Wednesday, May 30, 2007

Pertambangan, Kerusakan Lingkungan dan Tanggungjawab Pemda

Monday, 28 May 2007 01:32

Ir H Asfihani
Anggota DPR RI Komisi VII Fraksi Partai Demokrat Dapil Kalsel

Dalam 20 tahun ke depan, penambangan batu bara di Kalsel akan menjadi primadona yang menggiurkan. Batu bara merupakan bahan bakar alternatif yang jauh lebih ekonomis dibandingkan minyak dan gas, sehingga ada kecenderungan global untuk kembali menggunakan batu bara baik untuk pembangkit listrik, industri besar, menengah dan kecil.

Seiring penaikan harga minyak dan gas, harga batu bara juga merangkak naik. Kini, harga emas hitam ini mencapai 23 - 25 dolar AS per ton untuk batu bara kalori rendah dan 42 - 43 dolar AS per ton untuk kalori tinggi.

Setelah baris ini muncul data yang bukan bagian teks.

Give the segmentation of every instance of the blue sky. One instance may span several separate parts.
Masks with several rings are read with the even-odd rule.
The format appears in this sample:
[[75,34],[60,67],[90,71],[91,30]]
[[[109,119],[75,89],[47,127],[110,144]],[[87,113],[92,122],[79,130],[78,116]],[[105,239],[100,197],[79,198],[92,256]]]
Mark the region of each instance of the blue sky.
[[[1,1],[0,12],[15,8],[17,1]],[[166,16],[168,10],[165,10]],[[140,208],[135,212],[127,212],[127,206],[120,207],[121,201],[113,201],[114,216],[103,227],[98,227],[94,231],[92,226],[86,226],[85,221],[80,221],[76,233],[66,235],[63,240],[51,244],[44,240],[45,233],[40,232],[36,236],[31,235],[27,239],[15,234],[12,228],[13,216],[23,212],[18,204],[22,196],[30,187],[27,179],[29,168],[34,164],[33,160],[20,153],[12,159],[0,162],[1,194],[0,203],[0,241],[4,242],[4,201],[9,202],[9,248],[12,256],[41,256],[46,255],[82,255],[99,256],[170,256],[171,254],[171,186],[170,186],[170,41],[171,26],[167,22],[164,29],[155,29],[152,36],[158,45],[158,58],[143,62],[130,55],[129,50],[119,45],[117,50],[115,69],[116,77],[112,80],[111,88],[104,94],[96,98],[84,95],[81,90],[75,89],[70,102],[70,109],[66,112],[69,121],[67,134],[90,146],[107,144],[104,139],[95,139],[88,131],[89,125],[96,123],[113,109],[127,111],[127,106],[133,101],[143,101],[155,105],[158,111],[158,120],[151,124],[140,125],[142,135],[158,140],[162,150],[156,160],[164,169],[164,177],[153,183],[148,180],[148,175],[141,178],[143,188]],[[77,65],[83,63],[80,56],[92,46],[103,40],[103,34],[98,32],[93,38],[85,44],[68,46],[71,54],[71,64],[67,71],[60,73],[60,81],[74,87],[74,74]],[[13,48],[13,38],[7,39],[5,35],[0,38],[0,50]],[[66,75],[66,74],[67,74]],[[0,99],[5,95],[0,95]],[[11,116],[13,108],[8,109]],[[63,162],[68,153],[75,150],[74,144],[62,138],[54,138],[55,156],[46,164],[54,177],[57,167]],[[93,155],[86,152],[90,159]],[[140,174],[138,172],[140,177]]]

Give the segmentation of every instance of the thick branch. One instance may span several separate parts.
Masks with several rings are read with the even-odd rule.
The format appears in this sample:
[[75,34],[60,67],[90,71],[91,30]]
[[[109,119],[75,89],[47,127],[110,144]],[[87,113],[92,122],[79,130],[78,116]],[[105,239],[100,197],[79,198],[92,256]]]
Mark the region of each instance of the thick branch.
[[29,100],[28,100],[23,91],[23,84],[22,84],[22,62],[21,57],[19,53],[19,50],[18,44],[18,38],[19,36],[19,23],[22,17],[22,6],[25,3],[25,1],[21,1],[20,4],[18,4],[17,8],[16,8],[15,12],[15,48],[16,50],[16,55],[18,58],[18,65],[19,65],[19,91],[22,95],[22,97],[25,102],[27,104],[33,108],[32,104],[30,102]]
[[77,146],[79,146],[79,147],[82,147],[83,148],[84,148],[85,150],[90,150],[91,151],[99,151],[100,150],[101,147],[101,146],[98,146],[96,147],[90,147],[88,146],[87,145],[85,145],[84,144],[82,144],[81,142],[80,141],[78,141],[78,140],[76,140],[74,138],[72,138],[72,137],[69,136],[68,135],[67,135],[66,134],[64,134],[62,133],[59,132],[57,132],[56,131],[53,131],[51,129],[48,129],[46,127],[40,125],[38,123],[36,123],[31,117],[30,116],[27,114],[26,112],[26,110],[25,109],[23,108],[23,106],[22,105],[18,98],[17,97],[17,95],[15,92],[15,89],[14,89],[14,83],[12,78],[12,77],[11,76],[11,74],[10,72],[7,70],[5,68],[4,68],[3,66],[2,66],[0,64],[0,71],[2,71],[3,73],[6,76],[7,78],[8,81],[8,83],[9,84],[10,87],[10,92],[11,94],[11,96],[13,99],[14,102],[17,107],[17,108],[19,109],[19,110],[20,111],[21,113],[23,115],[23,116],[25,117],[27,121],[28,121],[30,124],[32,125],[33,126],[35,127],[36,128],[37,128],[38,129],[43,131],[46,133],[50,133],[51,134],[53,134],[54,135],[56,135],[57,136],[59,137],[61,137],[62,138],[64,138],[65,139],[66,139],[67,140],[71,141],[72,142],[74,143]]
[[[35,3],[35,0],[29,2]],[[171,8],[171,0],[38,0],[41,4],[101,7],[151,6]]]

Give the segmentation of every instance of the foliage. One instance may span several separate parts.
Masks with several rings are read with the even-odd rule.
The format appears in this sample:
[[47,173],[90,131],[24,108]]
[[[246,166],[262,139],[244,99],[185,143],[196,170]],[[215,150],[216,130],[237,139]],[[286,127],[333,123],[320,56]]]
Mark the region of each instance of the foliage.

Kalsel adalah salah satu provinsi penghasil batu bara terbesar di Indonesia. Pada 2006, provinsi ini menghasilkan 55 juta metrik ton atau 30 persen dari produk nasional yang mencapai 155 juta metrik ton. Tambang batu bara di provinsi ini diusahakan oleh tidak kurang 260 pemegang Kuasa Pertambangan (KP) yang semua izinnya dikeluarkan oleh pemerintah daerah, dan 13 pemegang Perjanjian Karya Pengusahaan Pertambangan Batu Bara (PKP2B) yang dikeluarkan pemerintah pusat.

Namun di balik semua itu, ada satu hal yang wajib diperhatikan serius oleh masyarakat Kalsel yaitu terjadinya kerusakan lingkungan dan kehidupan sosial. Wahana Lingkungan Hidup (Walhi) Kalsel mencatat, penambangan batu bara telah berdampak serius pada kerusakan infrastruktur jalan yang dilalui truk pengangkut batu bara; berkurangnya mata pencaharian rakyat dari hasil pertanian, rotan dan karet; terjadi pencemaran air akibat limbah dan lubang galian yang dibiarkan memicu berkembangbiaknya nyamuk anopheles balabacensis dan maculator atau nyamuk malaria, yang terkena dampaknya adalah masyarakat di sekitar tambang rentan terserang penyakit yang mematikan tersebut (pada 2007, dari yang terdata 1.183 kasus klinis malaria di Kalsel, 17 orang meninggal dunia); menyebarnya penyakit pernafasan karena pencemaran udara; terjadinya banjir akibat penggundulan hutan; rusaknya tatanan sosial masyarakat akibat maraknya prostitusi dan penyebaran miras di areal tambang.

Semua hal itu merupakan harga yang sangat mahal dari balik proses penambangan batu bara. Apakah harga ini sudah setimpal dengan tingkat kesejahteraan masyarakat? Saya melihat, lebih banyak masyarakat yang memperoleh kerugian: karena wabah penyakit, banjir, kerusakan tatanan sosial, dan lain sebagainya.

Hal ini terjadi karena proses penambangan batu bara tidak dibarengi dengan kemauan semua pihak untuk mematuhi peraturan yang ada. Pemda tingkat kabupaten/kota yang mengeluarkan banyak izin KP terkesan tidak serius untuk menegakkan aturan, seperti aturan tentang reklamasi di samping memonitor (mengawasi) kewajiban pengusaha yang memiliki izin KP.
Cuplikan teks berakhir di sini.